GWPF Newsletter: Carbon Tax Defeated As Conservatives Win Alberta Elections








Allegations Netflix Film Crew Lied About What Caused Mass Walrus Deaths

In this newsletter:

1) Carbon Tax Defeated As Conservatives Win Alberta Elections
Bloomberg, 17 April 2019
 
2) Terence Corcoran: Carbon Tax Trial Full Of Alarmist Political Diversions No Court Should Fall For
Financial Post, 17 April 2019


 
3) Allegations Netflix Film Crew Lied About What Caused Mass Walrus Deaths
News.com Australia, 17 April 2019
 
4) Zoologist Sets the Record Straight After Netflix Tells Kids Climate Change Is Killing Walruses
The Western Journal, 16 April 2019


Full details:

1) Carbon Tax Defeated As Conservatives Win Alberta Elections
Bloomberg, 17 April 2019

 
Build pipelines, scrap carbon tax and battle protesters: That’s what Kenney vows to do for Alberta’s oilpatch

Alberta returned to its conservative roots, electing United Conservative Party Leader Jason Kenney premier after he vowed to fight harder for the province’s beleaguered energy industry.



Kenney defeated center-left incumbent Rachel Notley, 55, whose New Democratic Party snapped four decades of conservative rule in 2015.

Kenney’s election may herald big changes for Alberta’s energy industry, which produces more oil than most OPEC members and has the world’s third-largest petroleum resources. He’s vowed to get stalled pipelines built, scrap the province’s carbon tax, and create a “war room” to hit back at anti-oil-sands campaigners. He also pledged to cut corporate taxes and balance the province’s books in his first term.

Kenney, 50, a former Cabinet member under Prime Minister Stephen Harper, tapped into voter frustration over the failure to get pipelines completed, which has battered oilsands prices and sparked an exodus of capital by energy firms like Kinder Morgan Inc. Alberta, traditionally one of the richest provinces in Canada, now has among the highest jobless rates and one of the weakest economies in the country.

“Albertans have elected a government that will be obsessed with getting this province back to work, a team that will do everything in our power every single day to create tens of thousands of good jobs,” Kenney said at a victory rally in Calgary.

Alberta became the third major province in Canada over the past year to elect a conservative-leaning government in a growing front of opposition to Prime Minister Justin Trudeau’s liberal vision for the country.
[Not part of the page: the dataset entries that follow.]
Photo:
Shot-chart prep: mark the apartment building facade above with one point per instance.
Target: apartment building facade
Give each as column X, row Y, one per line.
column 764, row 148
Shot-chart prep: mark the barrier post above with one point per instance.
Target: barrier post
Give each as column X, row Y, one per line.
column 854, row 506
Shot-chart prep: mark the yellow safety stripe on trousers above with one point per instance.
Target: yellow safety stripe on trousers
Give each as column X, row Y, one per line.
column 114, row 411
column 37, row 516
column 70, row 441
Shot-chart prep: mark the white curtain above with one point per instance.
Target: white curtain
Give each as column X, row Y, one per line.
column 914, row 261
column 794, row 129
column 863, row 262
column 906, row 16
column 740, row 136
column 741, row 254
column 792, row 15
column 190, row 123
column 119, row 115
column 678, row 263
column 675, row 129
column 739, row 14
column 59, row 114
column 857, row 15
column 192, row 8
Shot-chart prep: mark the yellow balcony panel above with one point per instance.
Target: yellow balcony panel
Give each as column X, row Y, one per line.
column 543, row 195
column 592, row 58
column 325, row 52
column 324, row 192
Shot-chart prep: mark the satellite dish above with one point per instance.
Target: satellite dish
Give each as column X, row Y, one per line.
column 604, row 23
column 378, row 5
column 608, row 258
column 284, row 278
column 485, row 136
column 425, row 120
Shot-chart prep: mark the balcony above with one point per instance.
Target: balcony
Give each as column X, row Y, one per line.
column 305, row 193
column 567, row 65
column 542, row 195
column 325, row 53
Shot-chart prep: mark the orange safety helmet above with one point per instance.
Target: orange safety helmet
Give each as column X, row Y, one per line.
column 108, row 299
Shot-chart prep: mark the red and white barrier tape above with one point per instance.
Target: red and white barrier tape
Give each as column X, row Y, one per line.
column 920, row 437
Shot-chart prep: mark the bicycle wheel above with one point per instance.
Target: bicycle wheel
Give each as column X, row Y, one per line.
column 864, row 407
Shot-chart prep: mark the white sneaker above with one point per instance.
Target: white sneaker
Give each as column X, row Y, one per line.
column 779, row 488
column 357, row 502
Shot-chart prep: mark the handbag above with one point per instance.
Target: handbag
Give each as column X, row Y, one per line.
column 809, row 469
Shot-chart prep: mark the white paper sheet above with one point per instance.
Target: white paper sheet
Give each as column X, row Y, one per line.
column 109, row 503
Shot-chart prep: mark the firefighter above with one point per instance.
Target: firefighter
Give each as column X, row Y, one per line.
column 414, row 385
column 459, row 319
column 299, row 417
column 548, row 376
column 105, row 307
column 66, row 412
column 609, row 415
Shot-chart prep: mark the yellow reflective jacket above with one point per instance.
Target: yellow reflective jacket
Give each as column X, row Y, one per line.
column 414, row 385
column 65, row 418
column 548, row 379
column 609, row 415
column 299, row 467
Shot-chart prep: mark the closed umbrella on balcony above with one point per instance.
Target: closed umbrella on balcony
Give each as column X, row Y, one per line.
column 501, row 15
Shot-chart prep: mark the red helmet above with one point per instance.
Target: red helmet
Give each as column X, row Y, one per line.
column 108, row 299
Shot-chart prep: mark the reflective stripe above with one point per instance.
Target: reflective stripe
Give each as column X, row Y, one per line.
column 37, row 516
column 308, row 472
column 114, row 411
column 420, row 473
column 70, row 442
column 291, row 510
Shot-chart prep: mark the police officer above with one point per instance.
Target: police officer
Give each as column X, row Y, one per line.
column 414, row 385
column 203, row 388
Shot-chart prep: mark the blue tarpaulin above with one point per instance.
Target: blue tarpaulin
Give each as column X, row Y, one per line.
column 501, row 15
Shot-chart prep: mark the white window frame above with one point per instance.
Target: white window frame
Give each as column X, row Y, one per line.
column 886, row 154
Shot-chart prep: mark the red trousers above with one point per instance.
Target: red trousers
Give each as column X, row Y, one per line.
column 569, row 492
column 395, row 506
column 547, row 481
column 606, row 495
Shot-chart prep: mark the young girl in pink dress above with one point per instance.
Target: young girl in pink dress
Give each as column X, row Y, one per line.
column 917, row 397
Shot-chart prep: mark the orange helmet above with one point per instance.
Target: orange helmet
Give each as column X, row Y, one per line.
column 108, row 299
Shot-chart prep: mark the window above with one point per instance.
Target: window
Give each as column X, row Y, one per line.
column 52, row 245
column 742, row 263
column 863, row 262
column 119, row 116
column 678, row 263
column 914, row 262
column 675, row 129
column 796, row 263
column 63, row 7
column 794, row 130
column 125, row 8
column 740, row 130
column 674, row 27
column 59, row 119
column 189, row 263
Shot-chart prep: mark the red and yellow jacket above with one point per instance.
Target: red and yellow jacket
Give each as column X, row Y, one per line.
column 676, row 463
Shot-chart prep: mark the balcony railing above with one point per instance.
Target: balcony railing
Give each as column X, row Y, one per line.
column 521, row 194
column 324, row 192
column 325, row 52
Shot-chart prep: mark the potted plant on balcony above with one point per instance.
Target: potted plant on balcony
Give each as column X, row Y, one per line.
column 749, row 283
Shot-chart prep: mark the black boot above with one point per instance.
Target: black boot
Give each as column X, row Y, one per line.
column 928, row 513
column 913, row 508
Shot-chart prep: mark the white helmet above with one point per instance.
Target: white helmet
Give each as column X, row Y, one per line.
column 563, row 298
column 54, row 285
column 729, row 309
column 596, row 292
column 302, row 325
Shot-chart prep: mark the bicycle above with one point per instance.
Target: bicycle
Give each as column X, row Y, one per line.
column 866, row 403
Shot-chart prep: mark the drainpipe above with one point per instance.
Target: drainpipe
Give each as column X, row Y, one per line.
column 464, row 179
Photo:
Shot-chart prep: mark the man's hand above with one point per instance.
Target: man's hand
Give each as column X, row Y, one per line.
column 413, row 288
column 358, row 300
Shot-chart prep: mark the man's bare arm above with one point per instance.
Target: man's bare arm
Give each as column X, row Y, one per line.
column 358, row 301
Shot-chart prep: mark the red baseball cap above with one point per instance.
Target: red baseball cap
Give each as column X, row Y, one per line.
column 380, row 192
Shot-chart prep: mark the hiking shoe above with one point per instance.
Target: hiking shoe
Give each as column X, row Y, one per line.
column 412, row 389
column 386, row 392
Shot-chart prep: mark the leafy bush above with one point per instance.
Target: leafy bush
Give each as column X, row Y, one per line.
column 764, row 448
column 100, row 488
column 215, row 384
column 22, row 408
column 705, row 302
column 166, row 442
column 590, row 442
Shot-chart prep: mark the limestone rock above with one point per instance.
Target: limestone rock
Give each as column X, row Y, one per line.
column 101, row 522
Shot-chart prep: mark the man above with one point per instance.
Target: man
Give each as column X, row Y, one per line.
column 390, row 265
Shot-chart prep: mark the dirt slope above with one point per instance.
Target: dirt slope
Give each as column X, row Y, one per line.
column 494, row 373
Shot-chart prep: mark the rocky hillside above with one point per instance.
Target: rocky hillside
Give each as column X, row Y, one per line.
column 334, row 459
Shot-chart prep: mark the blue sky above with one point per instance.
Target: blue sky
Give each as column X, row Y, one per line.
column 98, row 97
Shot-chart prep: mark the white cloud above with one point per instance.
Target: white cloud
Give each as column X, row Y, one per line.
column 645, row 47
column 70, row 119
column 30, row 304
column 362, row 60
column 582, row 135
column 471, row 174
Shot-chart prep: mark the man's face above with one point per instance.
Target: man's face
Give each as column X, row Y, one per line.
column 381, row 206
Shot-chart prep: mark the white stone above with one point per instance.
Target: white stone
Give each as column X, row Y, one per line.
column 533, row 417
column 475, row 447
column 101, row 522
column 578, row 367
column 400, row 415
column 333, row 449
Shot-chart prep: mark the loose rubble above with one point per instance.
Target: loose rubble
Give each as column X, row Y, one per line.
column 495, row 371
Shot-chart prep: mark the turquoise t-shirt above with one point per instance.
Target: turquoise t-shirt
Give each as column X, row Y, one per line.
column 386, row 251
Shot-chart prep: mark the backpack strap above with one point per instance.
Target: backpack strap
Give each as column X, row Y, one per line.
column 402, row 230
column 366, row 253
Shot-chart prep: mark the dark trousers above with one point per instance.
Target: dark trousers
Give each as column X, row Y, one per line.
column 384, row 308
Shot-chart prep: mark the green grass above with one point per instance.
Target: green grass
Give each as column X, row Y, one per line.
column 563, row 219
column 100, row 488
The United Conservative Party, founded in 2017 as a merger of two right-of-center groups and led by former federal cabinet minister Jason Kenney, won a majority of legislative seats in the oil-rich province. His victory over New Democratic Party Premier Rachel Notley restores the status quo in a province that until her 2015 victory had a decades-long run of conservative leaders.

For Trudeau, the most immediate impact of Kenny’s victory will be on climate change, Notley had proven to be an occasional ally of the prime minister’s environmental ambitions by implementing a provincial carbon tax and capping oil-sands emissions. The United Conservative leader has already promised to scrap the levy. That will force Trudeau to impose his own federal tax in the province. Kenney has also pledged to join other provinces fighting Trudeau’s carbon pricing plan in court.

Kenney is also a philosophical foe of Trudeau’s energy policies, which are based on the idea the nation must secure a “social licence” to develop its resources by being more pro-environment and supportive of indigenous concerns.

Kenney plans to create a $30 million “war room” to hit back at anti-energy campaigners and investigate their sources of funding. He’s also threatening to have Alberta cease doing business with banks that boycott energy projects, cut oil shipments to provinces that fight pipeline development and press Trudeau to kill Bill C-69, which overhauls the approval process for pipelines.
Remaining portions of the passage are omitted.